Les autorités soulignent que la démarche s’inscrit dans la continuité des ateliers organisés en 2024 par la CNDP autour de la notion de portefeuille numérique et de la gouvernance des données. Le chantier actuel associe plusieurs institutions publiques afin de définir les choix techniques et l’architecture fonctionnelle d’un système appelé à devenir la colonne vertébrale des services numériques de l’État.

La ministre déléguée chargée de la Transition numérique et de la Réforme de l’administration, Amal El Fallah Seghrouchni, a présenté ces conventions comme une étape structurante dans la modernisation de l’action publique. Selon elle, la transformation engagée dépasse la simple dématérialisation des procédures : elle implique une refonte en profondeur de la manière dont l’administration conçoit, délivre et gère ses services.

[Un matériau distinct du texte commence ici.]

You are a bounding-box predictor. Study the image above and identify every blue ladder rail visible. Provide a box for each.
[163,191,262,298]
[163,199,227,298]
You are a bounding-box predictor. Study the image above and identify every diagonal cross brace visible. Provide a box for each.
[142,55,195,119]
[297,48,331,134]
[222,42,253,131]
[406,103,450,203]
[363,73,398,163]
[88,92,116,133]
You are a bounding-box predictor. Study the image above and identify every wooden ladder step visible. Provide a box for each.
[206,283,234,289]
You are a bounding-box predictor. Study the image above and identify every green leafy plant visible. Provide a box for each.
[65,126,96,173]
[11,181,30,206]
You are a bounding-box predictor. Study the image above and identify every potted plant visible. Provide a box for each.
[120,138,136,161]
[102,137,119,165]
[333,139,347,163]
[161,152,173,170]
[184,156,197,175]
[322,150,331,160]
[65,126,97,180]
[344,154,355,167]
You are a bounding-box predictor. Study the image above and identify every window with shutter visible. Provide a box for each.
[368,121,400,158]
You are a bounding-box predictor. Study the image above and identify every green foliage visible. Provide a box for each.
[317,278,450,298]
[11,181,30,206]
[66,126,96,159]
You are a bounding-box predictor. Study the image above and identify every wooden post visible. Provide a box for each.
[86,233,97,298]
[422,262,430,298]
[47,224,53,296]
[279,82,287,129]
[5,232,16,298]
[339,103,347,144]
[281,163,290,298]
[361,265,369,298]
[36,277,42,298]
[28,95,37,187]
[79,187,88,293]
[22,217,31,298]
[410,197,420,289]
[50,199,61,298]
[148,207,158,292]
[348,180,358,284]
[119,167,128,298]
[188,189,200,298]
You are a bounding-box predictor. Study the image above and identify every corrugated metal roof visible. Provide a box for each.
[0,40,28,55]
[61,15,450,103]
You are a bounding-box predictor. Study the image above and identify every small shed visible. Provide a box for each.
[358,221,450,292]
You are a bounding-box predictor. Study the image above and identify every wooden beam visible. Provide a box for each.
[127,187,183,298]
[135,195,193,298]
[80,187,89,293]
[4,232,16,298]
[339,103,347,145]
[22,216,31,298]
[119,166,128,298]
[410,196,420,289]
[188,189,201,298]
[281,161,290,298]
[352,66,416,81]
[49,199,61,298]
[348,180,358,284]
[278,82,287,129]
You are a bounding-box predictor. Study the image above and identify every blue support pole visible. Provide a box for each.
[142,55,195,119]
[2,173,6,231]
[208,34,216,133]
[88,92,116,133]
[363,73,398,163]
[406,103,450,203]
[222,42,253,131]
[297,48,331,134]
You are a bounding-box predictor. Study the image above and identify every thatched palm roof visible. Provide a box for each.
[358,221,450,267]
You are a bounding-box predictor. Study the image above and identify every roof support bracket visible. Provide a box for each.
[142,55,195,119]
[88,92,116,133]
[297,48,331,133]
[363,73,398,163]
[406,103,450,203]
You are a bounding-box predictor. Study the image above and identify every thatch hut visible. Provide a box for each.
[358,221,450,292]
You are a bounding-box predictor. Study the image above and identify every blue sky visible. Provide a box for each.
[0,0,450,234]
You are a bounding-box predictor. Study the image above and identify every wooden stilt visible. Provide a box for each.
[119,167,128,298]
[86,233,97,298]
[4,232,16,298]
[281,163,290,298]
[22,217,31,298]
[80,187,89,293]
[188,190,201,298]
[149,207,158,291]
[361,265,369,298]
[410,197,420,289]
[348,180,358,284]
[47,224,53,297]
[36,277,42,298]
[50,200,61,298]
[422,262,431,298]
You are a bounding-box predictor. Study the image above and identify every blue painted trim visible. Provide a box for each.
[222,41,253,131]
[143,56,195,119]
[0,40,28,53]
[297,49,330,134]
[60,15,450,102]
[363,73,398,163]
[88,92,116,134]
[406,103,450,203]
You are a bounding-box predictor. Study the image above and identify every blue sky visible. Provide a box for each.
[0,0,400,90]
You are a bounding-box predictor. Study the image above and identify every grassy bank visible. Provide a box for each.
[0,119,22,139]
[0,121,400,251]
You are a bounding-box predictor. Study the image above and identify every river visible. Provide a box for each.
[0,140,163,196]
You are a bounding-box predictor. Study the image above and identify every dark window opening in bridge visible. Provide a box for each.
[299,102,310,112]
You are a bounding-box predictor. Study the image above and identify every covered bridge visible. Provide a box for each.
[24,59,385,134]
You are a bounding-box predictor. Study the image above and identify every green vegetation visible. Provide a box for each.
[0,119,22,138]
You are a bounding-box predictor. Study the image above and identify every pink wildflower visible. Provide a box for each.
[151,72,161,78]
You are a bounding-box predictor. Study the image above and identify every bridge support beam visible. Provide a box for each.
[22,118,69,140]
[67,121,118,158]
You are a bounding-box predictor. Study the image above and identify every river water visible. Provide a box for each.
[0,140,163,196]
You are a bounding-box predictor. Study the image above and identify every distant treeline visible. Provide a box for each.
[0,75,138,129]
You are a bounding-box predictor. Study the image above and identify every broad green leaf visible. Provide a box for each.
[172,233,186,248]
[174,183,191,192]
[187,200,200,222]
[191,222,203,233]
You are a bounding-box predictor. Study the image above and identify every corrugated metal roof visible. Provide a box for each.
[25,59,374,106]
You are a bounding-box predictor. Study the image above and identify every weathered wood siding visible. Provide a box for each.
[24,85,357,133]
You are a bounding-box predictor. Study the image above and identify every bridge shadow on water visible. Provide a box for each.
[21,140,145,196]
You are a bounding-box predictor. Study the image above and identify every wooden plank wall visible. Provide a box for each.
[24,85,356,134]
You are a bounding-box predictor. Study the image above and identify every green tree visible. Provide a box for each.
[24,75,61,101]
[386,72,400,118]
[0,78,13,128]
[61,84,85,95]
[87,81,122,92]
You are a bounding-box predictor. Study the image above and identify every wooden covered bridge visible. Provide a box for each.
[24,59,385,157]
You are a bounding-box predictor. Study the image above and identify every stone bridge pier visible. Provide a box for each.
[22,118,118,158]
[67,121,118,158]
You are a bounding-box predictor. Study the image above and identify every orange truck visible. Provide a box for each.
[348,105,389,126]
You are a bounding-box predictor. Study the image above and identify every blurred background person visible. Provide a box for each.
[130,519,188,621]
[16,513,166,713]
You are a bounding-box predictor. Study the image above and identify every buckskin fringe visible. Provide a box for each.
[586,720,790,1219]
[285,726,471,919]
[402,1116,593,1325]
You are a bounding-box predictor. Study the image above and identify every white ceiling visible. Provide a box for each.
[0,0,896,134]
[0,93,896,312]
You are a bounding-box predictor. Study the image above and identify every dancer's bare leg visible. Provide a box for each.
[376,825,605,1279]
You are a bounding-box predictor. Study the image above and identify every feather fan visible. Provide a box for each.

Le président de la CNDP, Omar Seghrouchni, a pour sa part insisté sur l’enjeu de confiance entre citoyens et administrations. Il a rappelé la nécessité de rassurer les usagers quant aux conditions de traitement et de partage de leurs données personnelles. L’intégration des principes de protection de l’identité numérique dans les prochaines phases du projet est, selon lui, déterminante pour garantir un cadre d’utilisation durable et sécurisé.

Avec « IDARATI x.0 », le Maroc cherche ainsi à structurer un écosystème numérique cohérent, centré sur l’usager et fondé sur la sécurité juridique et technologique. Le défi réside désormais dans la mise en œuvre opérationnelle et l’adhésion effective des citoyens à cette nouvelle architecture des services publics.